Detailed Narrative
Strong Financial Performance and Growth Momentum
Thomas Scott reported a robust financial performance for Q4 and FY26, marking its 10th consecutive quarter of revenue growth. Q4 FY26 revenue from operations grew 63% year-on-year to ₹78 crores, with EBITDA increasing by 67% to ₹11 crores, achieving a 14.14% margin. For the full fiscal year 2026, revenue reached ₹255 crores, a 58% year-on-year increase, and EBITDA grew 72% to ₹33 crores, expanding margins by 105 basis points to 13.1%. Profit after tax for FY26 stood at ₹19 crores, up 51% year-on-year, with a PAT margin of 7.57%, and the company's ROCE was 22.31%.
Strategic Shift and Technology Integration
The company has successfully transitioned into a digital-first, data-driven fashion retailer, leveraging its 'test-and-scale' model for rapid product launches and inventory management. Proprietary platforms like thread.al and catalog.al are actively used for demand forecasting and catalog management, enabling quick identification of fashion trends and optimized pricing. This technology-enabled approach, combined with manufacturing agility and a multi-brand platform, has been validated by the strong growth, with management stating they are 'only just gotten started' and accelerating deployment of these platforms.
New Category Expansion and Premiumization Drive
Thomas Scott expanded its product portfolio with early launches in womenswear, which received encouraging traction, and a maiden foray into footwear, both showing healthy consumer acceptance. These new categories are strategically focused on premium brands, aiming for margin and ROCE accretion. The overall portfolio is undergoing premiumization, leading to better price realizations year-on-year and a shift towards higher-priced products, contributing to gross margin expansion.
Working Capital and Debt Management
The company's debt-to-equity ratio is currently between 0.3 and 0.4, largely influenced by a ₹22 crores insurance claim receivable from a major fire incident that impacted inventory. This receivable is currently classified under other current assets, with equivalent bank funding. Management expects the debt-to-equity ratio to reduce to approximately 0.2 upon the recovery of this insurance claim within the next few quarters. While short-term borrowings fluctuate, the company's current limits are deemed sufficient to manage working capital requirements, which have seen improvements in terms of debtors' days.

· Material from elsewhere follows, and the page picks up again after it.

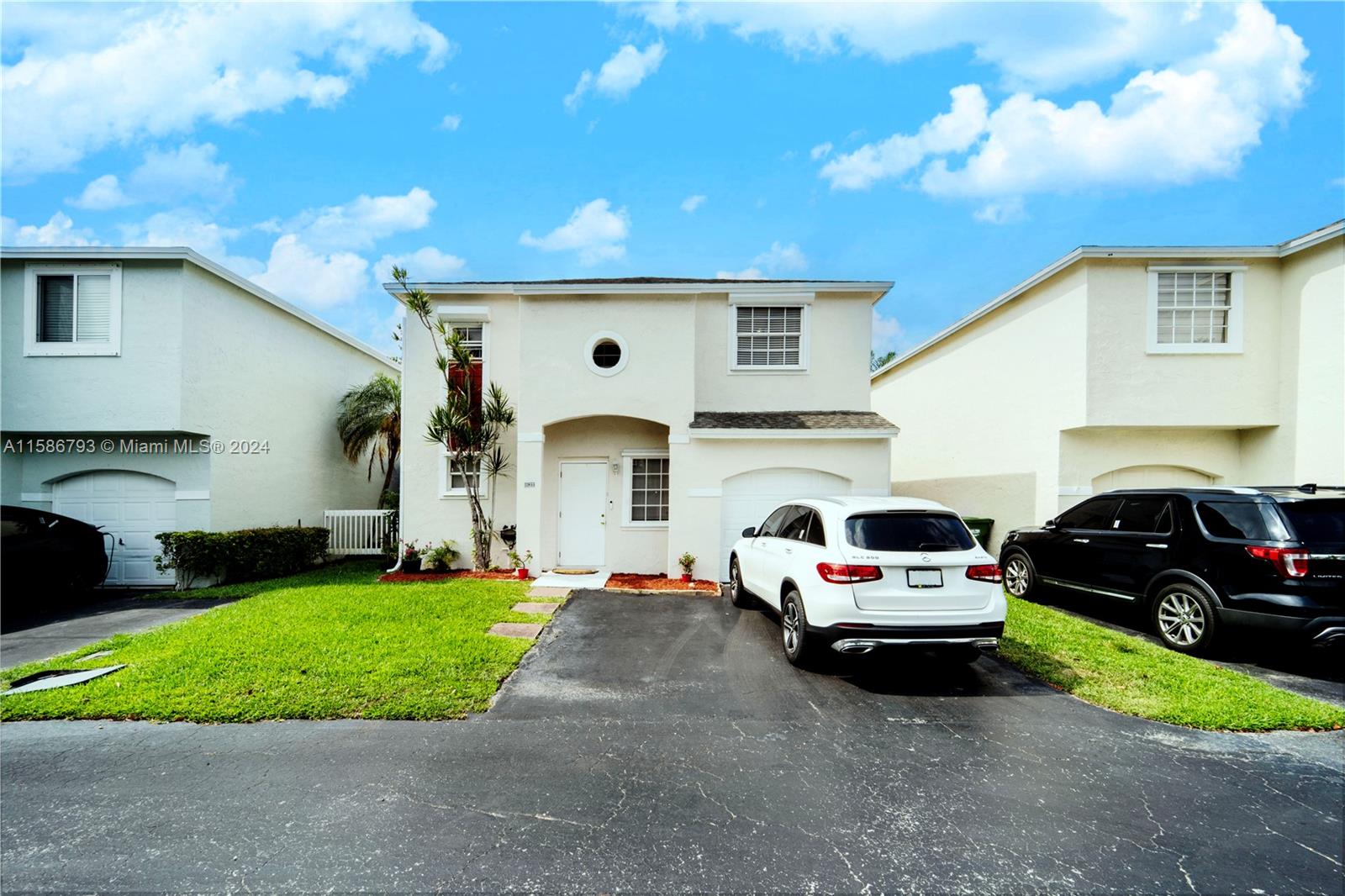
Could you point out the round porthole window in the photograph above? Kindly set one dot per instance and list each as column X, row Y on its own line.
column 605, row 354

Operational Efficiency and Manufacturing Strategy
Thomas Scott operates with a blend of in-house manufacturing and partnerships, with its own factories running at maximum capacity. The company is making continuous investments in expanding its Sholapur manufacturing facility at its own pace. For new categories like footwear, the strategy is to partner with manufacturers to maintain a 'zero net capital investment' approach, ensuring healthy margins and ROCE without significant capital outlay. The company's supply chain planning involves procuring raw materials several quarters in advance to mitigate price volatility, particularly for winterwear.

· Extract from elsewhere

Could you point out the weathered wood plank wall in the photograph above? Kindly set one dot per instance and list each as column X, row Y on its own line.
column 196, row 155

Customer Returns and Sales Mix
The company's customer return percentage is around 20%, which is lower than category averages and is continuously improving due to marketplace-led and internal initiatives. The sales mix for the Thomas Scott brand is predominantly online (93%), which includes both wholesale sales to marketplace distribution partners (like Myntra and Amazon) and direct retail. Offline stores contribute about 7% of the brand's revenue, with a strategy for organic growth where store profitability funds future expansions.